Certi Vangeli sono da vertigine: non si può leggerli due volte senza rider-dietro a Cristo. Poi, però, penso che Lui non mi svergogna mai sul palcoscenico della storia. E la vertigine raddoppia: temo faccia così perché impari il mestiere.

(da Il Sussidiario, 9 settembre 2017)

In quel tempo, Gesù disse ai suoi discepoli: 
«Se il tuo fratello commetterà una colpa contro di te, va’ e ammoniscilo fra te e lui solo; se ti ascolterà, avrai guadagnato il tuo fratello; se non ascolterà, prendi ancora con te una o due persone, perché ogni cosa sia risolta sulla parola di due o tre testimoni. Se poi non ascolterà costoro, dillo alla comunità; e se non ascolterà neanche la comunità, sia per te come il pagano e il pubblicano. 
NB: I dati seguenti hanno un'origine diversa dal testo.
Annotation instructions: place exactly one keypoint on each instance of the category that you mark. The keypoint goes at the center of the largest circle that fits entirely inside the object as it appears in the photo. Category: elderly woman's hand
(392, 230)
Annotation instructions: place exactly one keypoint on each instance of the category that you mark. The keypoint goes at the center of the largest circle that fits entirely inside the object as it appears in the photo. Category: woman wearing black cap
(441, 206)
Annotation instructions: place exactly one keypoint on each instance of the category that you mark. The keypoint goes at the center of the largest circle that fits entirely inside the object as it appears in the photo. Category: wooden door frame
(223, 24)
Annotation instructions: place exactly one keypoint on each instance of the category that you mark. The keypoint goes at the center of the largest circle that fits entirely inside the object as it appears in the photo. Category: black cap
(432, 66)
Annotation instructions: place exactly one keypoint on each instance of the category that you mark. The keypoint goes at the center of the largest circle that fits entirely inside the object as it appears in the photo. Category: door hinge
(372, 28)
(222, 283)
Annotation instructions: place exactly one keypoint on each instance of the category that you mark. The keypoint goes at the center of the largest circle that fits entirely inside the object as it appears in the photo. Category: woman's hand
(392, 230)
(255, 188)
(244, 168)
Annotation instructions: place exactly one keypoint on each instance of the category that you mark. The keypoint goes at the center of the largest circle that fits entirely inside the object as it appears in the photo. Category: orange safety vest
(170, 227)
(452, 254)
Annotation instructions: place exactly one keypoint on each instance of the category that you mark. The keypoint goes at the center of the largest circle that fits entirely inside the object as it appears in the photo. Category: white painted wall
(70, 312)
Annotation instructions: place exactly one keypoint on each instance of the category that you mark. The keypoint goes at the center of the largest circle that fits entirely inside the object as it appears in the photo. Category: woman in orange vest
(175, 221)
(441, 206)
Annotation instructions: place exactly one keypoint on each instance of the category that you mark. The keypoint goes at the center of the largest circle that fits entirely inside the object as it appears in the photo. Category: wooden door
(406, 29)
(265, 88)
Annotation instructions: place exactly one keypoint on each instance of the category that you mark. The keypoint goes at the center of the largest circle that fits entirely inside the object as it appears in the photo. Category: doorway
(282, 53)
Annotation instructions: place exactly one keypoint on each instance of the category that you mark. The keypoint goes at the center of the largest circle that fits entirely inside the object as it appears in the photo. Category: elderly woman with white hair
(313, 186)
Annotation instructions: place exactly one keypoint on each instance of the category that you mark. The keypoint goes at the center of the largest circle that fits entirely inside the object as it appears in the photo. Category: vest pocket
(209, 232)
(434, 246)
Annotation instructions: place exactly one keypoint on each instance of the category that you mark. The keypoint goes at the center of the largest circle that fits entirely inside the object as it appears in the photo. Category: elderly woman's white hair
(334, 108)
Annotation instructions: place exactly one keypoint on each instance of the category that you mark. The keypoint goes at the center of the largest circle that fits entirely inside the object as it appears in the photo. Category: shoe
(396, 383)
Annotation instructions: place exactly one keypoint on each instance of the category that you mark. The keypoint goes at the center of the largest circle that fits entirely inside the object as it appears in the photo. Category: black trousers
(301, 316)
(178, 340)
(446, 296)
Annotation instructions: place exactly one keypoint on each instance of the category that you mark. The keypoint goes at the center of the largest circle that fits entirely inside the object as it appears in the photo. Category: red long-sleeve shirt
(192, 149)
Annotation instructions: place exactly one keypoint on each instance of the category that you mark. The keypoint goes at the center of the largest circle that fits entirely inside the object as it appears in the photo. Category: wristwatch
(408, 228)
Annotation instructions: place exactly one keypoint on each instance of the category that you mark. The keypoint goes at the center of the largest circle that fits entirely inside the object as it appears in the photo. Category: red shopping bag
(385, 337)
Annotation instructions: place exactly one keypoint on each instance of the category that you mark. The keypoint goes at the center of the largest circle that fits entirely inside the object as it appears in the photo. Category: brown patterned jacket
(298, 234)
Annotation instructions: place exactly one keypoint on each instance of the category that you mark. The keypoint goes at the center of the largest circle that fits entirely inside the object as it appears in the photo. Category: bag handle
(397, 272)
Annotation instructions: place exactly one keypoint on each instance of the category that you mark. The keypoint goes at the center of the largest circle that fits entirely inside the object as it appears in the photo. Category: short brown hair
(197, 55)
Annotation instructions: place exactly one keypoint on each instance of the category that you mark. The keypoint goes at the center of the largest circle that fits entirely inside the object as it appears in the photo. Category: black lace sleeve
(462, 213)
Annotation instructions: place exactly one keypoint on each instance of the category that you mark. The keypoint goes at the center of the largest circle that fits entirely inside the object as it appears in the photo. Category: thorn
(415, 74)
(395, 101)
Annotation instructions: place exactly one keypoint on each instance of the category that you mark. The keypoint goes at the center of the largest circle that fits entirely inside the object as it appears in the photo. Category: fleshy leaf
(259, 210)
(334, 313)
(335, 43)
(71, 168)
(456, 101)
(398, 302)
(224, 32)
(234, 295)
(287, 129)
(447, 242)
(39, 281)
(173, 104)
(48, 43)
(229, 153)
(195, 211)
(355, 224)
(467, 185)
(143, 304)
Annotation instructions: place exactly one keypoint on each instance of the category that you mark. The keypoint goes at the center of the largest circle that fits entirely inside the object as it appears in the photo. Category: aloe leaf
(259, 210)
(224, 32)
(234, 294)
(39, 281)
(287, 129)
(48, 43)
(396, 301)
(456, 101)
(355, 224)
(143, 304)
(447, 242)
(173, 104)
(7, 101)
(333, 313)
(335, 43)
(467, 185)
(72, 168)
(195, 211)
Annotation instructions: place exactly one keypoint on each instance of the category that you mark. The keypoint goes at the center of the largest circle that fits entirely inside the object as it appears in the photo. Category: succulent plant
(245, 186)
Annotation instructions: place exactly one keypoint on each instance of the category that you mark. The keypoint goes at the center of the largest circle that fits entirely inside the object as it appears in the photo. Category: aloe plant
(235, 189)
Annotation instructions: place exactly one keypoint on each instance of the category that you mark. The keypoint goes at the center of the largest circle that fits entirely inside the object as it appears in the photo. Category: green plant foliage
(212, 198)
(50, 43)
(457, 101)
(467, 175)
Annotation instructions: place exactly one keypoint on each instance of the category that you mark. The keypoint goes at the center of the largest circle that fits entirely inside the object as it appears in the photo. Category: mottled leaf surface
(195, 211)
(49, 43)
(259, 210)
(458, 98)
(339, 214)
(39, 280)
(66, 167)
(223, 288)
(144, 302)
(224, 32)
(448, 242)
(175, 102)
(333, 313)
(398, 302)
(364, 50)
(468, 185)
In verità io vi dico: tutto quello che legherete sulla terra sarà legato in cielo, e tutto quello che scioglierete sulla terra sarà sciolto in cielo.
In verità io vi dico ancora: se due di voi sulla terra si metteranno d’accordo per chiedere qualunque cosa, il Padre mio che è nei cieli gliela concederà. Perché dove sono due o tre riuniti nel mio nome, lì sono io in mezzo a loro» (Matteo 18,15-20).